Consider $(E, \mathcal E)$ – measurable space, the space $\Omega = E^\mathbb N$ equipped with product σ-sigma algebra $\mathcal F = \otimes_{n} \mathcal E$. Next define projections $\pi_n(\omega) = \omega_n$, their respective σ-algebras $\mathcal F_n = \sigma (\pi _n)$, and their generated tail σ-algebra by
$$\mathcal T _{\infty} = \cap _{n\in \mathbb N}\sigma (\cup_{m \geq n} \mathcal F _m)$$
Define the left-shift operator $\tau : \Omega \rightarrow \Omega$ by $(\pi_n \circ \tau) (\omega)= \omega_{n+1}$ and left-shift invariant σ-algebra
$$\mathcal I = \{A\in \mathcal F : \tau ^{-1}(A) = A\}$$
We want to show that $\mathcal I \subset \mathcal T _\infty$.
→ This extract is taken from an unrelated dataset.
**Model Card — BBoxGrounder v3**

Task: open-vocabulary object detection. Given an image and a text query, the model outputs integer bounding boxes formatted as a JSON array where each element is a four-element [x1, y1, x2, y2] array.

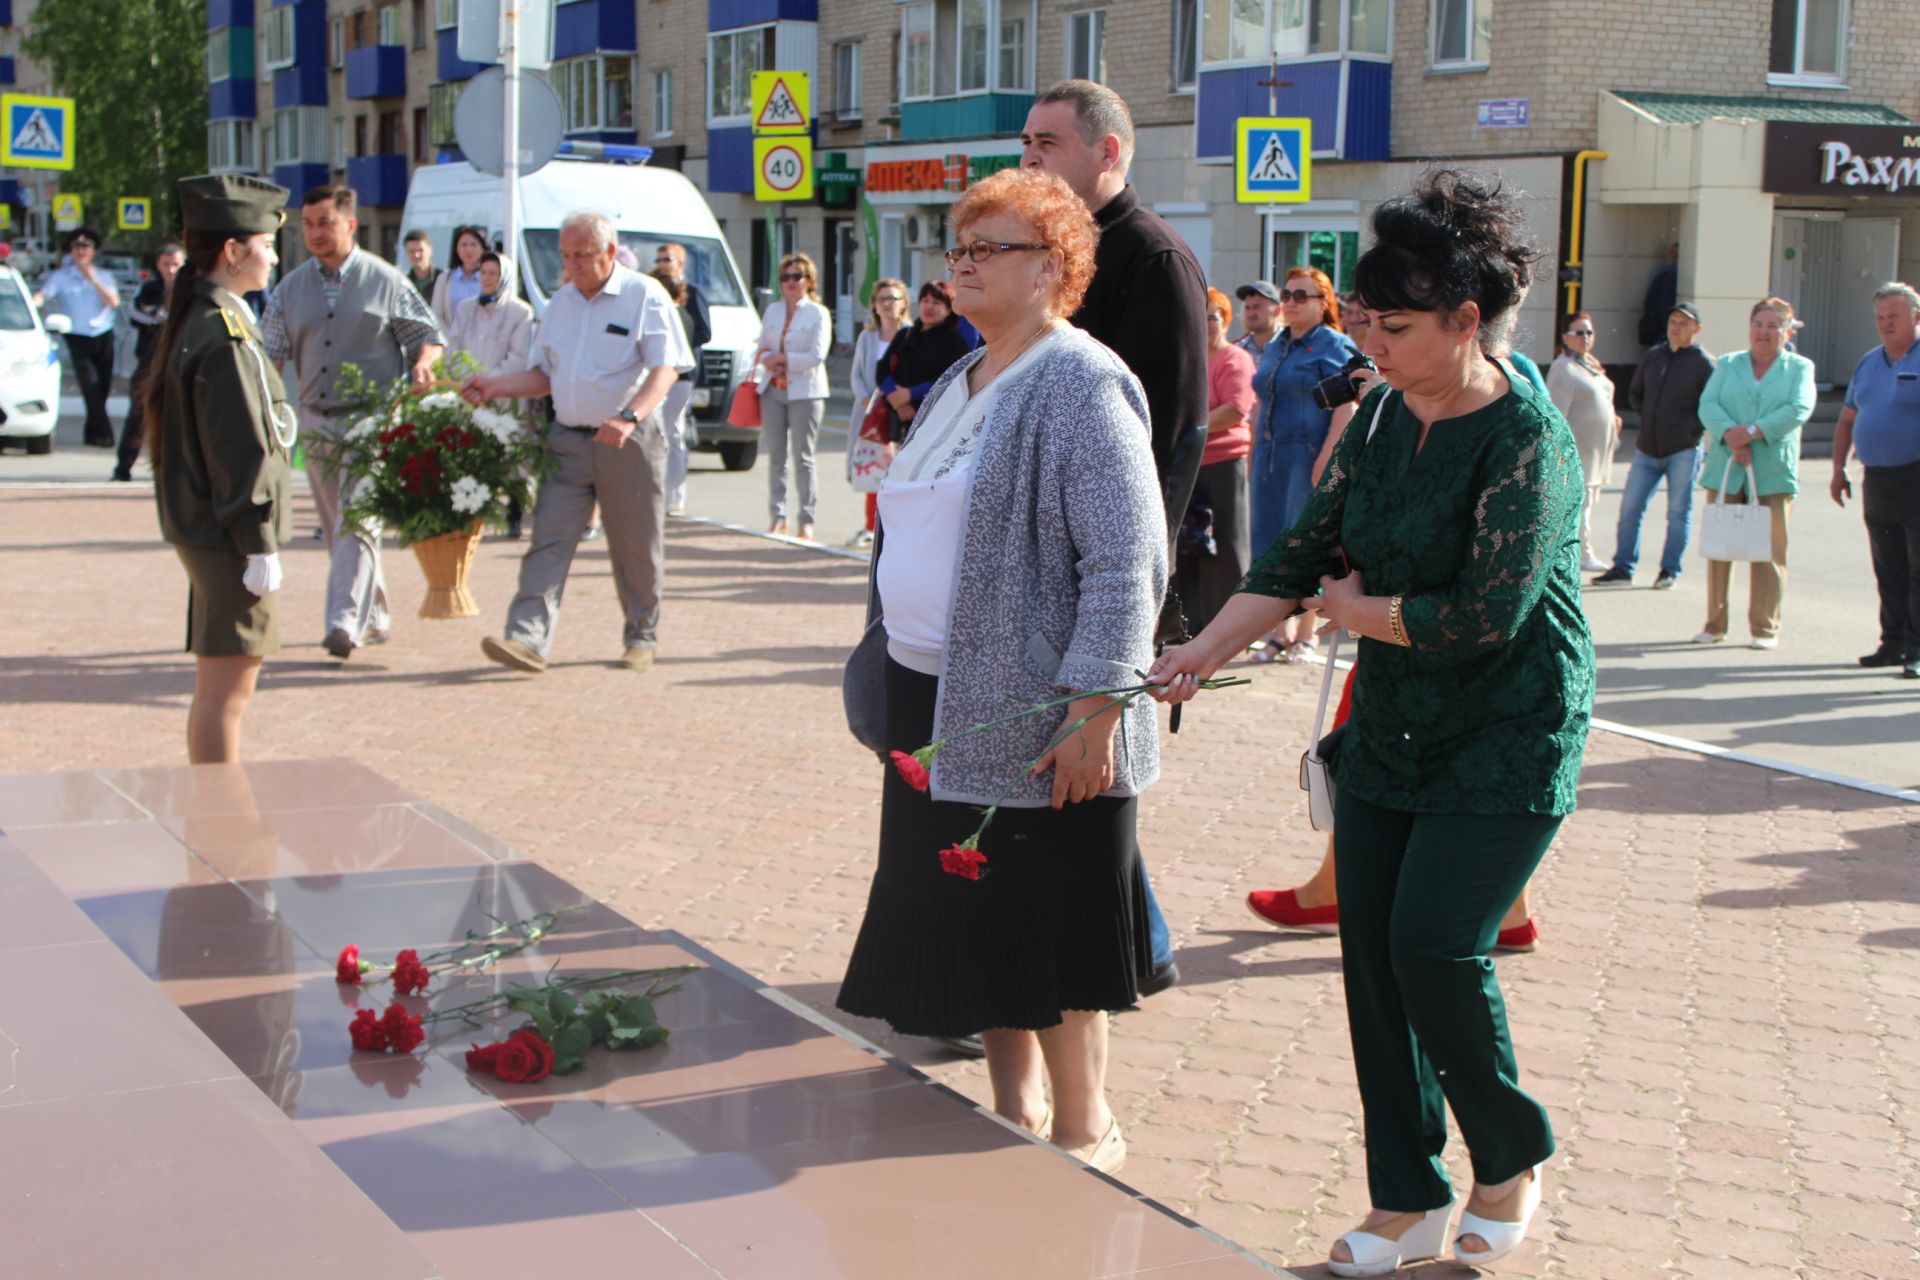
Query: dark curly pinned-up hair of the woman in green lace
[[1354, 169, 1540, 349]]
My attempt: I tried to prove it by induction: we need to show that for a fixed $A\in \mathcal I$ it also has to be in $\sigma (\cup_{m \geq n} \mathcal F _m)$ for all $n \in \mathbb N$. I showed the inductive step $n \rightarrow n+1$ by proving the statement for the sets that generate $\sigma (\cup_{m \geq n} \mathcal F _m)$ of the form $\pi ^{-1}_k(B)$ for $k \geq n$ and $B \in \mathcal E$ (since $\tau^{-1}\circ \pi _n^{-1} = \pi _{n+1} ^{-1}$). However, I struggle to show the inductive basis $A \in \sigma (\cup_{m \geq 1} \mathcal F _m)$. So I am not sure if my approach is viable.
Help appreciated.
Best Answer
We have $$\mathcal{F}=\bigotimes_n\mathcal{E}=\sigma(\pi_1,\pi_2,\pi_3,\dots)=\sigma\left(\bigcup_n\sigma(\pi_n)\right)=\sigma\left(\bigcup_n\mathcal{F}_n\right)$$ So $A\in\mathcal{F}\iff A\in\sigma\left(\bigcup_{m\geq 1}\mathcal{F}_m\right)$.